I've looked at moving to Jamf Connect / Druva activations via AzureAD however unfortunately our students are not in the same AzureAD tenant as our staff yet so wee are in a hold on that until they are combined.

PerryK
New Contributor III

It does look possible to now do IMD (integrated mass deploy aka automatic activation) without device mappings for non AD accounts however there a couple of security notes which I don't think would work for us:

  • Ensure that the users do not have permission to modify their username on their devices if you select this method to mass deploy inSync Client on user devices.
  • As this method uses the 'username' as the unique identifier to deploy inSync Client, devices with the same username can lead to user's data getting accessed by another user having the same user name on another device.
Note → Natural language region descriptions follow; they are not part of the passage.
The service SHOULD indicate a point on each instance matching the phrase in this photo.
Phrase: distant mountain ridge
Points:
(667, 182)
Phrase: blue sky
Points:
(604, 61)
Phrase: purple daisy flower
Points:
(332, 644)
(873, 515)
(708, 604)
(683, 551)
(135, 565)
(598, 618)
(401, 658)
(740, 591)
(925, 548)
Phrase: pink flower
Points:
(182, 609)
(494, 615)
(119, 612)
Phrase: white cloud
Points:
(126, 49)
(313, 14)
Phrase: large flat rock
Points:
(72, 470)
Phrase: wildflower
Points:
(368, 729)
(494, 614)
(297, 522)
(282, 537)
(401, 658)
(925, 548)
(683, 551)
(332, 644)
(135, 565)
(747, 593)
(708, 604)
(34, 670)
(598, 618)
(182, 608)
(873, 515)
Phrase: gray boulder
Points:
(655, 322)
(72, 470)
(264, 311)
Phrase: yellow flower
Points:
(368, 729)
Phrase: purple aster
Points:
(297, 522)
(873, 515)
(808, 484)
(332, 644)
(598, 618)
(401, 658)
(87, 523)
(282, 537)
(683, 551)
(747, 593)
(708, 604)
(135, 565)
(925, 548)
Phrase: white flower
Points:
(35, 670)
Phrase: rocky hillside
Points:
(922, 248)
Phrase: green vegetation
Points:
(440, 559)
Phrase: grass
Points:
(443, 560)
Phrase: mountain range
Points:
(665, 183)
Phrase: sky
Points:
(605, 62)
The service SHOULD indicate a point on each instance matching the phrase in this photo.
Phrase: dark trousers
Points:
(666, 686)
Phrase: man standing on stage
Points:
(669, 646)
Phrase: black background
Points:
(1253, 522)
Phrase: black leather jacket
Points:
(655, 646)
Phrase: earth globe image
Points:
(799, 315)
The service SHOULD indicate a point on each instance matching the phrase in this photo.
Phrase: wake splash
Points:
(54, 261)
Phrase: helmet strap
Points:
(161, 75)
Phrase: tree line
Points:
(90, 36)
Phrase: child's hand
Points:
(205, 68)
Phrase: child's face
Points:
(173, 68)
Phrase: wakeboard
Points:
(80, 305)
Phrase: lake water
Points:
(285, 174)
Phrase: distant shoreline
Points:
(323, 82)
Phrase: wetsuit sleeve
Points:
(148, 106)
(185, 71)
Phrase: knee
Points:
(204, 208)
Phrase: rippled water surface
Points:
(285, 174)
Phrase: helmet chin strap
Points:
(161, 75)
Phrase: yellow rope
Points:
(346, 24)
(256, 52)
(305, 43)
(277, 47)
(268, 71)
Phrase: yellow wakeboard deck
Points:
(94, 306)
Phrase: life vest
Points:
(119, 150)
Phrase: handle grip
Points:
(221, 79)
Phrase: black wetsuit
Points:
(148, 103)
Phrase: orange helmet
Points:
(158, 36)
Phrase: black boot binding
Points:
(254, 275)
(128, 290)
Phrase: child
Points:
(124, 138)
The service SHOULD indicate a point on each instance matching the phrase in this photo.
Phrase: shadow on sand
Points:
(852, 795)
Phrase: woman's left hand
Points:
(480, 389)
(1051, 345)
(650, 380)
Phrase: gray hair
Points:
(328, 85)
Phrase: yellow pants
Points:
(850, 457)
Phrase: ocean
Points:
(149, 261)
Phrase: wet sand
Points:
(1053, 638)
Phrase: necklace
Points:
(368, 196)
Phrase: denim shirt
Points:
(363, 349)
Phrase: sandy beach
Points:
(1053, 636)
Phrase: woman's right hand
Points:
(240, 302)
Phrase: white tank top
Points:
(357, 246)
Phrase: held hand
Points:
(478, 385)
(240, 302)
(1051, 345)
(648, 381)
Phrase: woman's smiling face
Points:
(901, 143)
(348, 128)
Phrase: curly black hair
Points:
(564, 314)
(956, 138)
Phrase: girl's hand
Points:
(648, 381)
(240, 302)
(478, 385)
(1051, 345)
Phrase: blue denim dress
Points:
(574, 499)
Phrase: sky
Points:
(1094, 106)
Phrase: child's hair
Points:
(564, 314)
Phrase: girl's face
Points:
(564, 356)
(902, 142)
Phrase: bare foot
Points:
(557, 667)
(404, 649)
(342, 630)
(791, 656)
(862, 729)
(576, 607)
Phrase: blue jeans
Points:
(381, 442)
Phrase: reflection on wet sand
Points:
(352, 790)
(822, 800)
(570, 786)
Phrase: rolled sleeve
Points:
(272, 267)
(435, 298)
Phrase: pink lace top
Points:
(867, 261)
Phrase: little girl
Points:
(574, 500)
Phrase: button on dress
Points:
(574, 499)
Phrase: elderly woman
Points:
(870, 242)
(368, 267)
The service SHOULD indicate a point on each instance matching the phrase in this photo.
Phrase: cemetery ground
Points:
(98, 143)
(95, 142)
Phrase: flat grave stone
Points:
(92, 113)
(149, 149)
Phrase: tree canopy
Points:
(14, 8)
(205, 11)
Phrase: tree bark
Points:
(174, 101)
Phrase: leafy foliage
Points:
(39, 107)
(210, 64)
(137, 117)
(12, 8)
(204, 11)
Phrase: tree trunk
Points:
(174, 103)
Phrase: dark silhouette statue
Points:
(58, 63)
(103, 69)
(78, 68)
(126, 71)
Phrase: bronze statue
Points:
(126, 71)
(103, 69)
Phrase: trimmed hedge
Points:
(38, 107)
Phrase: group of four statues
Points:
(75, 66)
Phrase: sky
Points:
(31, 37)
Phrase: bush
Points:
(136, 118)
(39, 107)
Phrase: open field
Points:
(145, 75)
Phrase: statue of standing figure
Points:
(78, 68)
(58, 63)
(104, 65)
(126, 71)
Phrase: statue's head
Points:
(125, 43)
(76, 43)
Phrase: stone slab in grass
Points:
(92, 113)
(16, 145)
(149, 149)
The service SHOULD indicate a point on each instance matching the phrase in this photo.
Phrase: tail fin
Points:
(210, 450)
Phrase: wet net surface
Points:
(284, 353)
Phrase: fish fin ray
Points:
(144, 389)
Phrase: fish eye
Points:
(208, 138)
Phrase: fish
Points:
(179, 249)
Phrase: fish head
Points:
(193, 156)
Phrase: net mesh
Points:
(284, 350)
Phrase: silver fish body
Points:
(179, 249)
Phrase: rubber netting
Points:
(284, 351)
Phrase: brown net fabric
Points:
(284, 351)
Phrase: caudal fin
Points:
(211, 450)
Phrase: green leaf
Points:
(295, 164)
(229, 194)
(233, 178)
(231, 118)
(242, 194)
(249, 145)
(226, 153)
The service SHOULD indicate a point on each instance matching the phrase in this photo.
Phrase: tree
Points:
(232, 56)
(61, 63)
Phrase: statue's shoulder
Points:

I'm guessing I'm going to need to look at something which builds up the .csv file for importing into the console as device mappings.

 

todosw
New Contributor II

Can you share how you are doing this? Much appreciation!

PerryK
New Contributor III

Which part would you like more info on @todosw ?

 

IMD for non-AD accounts without device mappings ? https://docs.druva.com/Endpoints/030_Set_up_inSync_for_Endpoints/040_inSync_Client_mass_deployment/0...

 

or

IMD for non-AD accounts using device mappings  https://docs.druva.com/Endpoints/030_Set_up_inSync_for_Endpoints/040_inSync_Client_mass_deployment/0...


I'm still hopeful @petecurtner  might be able to explain the script mentioned more. I've not yet figured out exactly how I might be able to automate the building of the .csv for IMDv3 yet.  Creating the .csv for a few machines isn't hard, it is just yet another manual task though which I'd like to avoid if possible.

Our Mac users have manually activated InSync for years without any troubles. They *want* to be backed up, but it would be nice to have automatic activation's to match how it works for our staff using Windows.

akamenev47
Contributor II

I have tried this method: IMD for non-AD accounts without device mappings: https://docs.druva.com/Endpoints/030_Set_up_inSync_for_Endpoints/040_inSync_Client_mass_deployment/0... 

 

But getting this error during activation:

 

IMDv4 - User Name : akamenev The return code, stdout, stderr for command: 0, MM-MAC-10022 
IMD Details: email:None, massDeploy_ver: 4, objectSID_found: False 
Trying to connect to cloud.druva.com:443 
Connection successful with cloud.druva.com:443 
Error while IMDv4. Check server logs for more information.

 

 

 

Ahoy!

PerryK
New Contributor III

Hmm, I'm not sure on that error.  Sometimes check server logs means you might find details in your console, or it might mean Druva Support can check their side of things too. Whilst they have no visibility or access to your tenant, they can see things such as an attempt to register with an email address which is already used in another tenant.